Background

Chronic obstructive pulmonary disease (COPD) is a common chronic disease characterized by persistent respiratory symptoms and airflow limitation. COPD is the third leading cause of death in the world, responsible for approximately 6% of total deaths [1]. The impact of COPD on mortality and morbidity will persist due to the aging population and urbanization. Mounting evidence has shown that dysbiosis of pulmonary microbiota participates in COPD progress [2]. Exacerbation frequency and lung function are two major indexes of COPD. The former is related to airflow limitation, symptoms and health-related quality of life impairment [3, 4], and the latter is an index revealing severity of airflow limitation. Till now, the difference in sputum microbiome of COPD between different exacerbation frequencies or lung function is still poorly understood.

The primary aim of the present study was using Metagenomic Next-Generation Sequencing (mNGS), also known as shotgun metagenomic sequencing, to confirm whether there are differences in sputum microbiome of COPD between different exacerbation frequencies and lung function.

Methods

Patient selection and grouping

Patients who used to seek hospital treatment for COPD exacerbation in the Department of Respiratory Medicine of Shanghai Tenth People’s Hospital (Shanghai, China) were interviewed by telephone, and those who met with the inclusion criteria and agreed to participate in the research were invited to the said hospital for further medical checkups from April to May 2021. The inclusion criteria for stable COPD patients were: (a) symptoms of dyspnea, chronic cough or expectoration, and/or a history of exposure to risk factors for the disease; (b) the presence of a post-bronchodilator FEV1/FVC < 0.7; and (c) no symptomatic deterioration in recent 30 days [5]. Patients with malignancies, heart failure, cognitive disorders, and severe kidney or liver dysfunction were excluded. Basic demographic information, smoking history, exacerbation frequency in the last 1 year, modified Medical Research Council (mMRC) dyspnea scale and the COPD Assessment Test (CAT) were obtained. In addition, the participating patients were required to receive spirometry. Written informed consent was obtained from all participating patients before initiation of the investigation. The study protocol was approved by the Institutional Review Boards of the said hospital.

Patients with at least 2 treated exacerbation events in last 1 year were divided into a FE group, and patients with 1 or less treated exacerbation events in last 1 year were divided into a NFE group. In addition, the patients were also reclassified into a mild group (FEV1/pre ≥ 50%) and a severe group (FEV1/pre < 50%) according to the lung function.

Sampling

Samples were the first expectorated sputum obtained in the morning. The patients were required to clean their mouth before expectorating the sputum spontaneously into a DNA-free tube.

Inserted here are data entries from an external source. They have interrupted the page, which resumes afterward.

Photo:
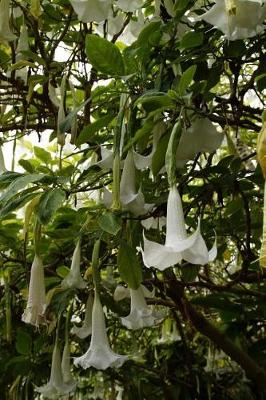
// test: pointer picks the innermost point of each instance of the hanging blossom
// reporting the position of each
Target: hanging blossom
(99, 355)
(237, 19)
(85, 330)
(36, 304)
(68, 379)
(141, 315)
(131, 200)
(2, 161)
(74, 278)
(5, 33)
(56, 386)
(92, 10)
(178, 246)
(201, 136)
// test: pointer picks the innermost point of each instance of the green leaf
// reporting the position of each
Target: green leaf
(26, 164)
(23, 342)
(129, 266)
(158, 157)
(153, 100)
(192, 39)
(146, 36)
(42, 154)
(89, 130)
(110, 223)
(19, 184)
(17, 201)
(66, 124)
(50, 201)
(104, 56)
(186, 79)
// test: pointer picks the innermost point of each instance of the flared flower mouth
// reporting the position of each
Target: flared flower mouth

Nucleic acid extraction, library preparation and sequencing

DNA was extracted from all samples using a QIAamp® UCP Pathogen DNA Kit (Qiagen) following the manufacturer’s instructions. Human DNA was removed using Benzonase (Qiagen) and Tween20 (Sigma) [6]. 10 nanograms DNA samples were used for library construction through Nextera XT DNA Library Prep Kit (Illumina, San Diego, CA) [7]. Library was qualitatively assessed by Qubit dsDNA HS Assay kit, followed by High Sensitivity DNA kit (Agilent) on an Agilent 2100 Bioanalyzer. Library pools were then loaded onto an Illumina Nextseq 550Dx sequencer for 75 cycles of single-end sequencing to generate approximately 20 million reads for each library. For negative controls, we also prepared peripheral blood mononuclear cell(PBMC) samples with 105 cells/mL from healthy donors in parallel with each batch, using the same protocol, and sterile deionized water was extracted alongside the specimens to serve as non-template controls (NTC) [7, 8]. DNA-free water went through DNA extraction and mNGS analysis as a blank control group to assess the degree of background contamination associated with DNA extraction kit and sequencing reagents together.

Bioinformatics analysis

Trimmomatic [9] was used to remove low quality reads, adapter contamination, and duplicate reads, as well as those shorter than 50 bp. Low complexity reads were removed by Kcomplexity with default parameters [10]. Human sequence data were identified and excluded by mapping to a human reference genome (hg38) using Burrows-Wheeler Aligner software [11].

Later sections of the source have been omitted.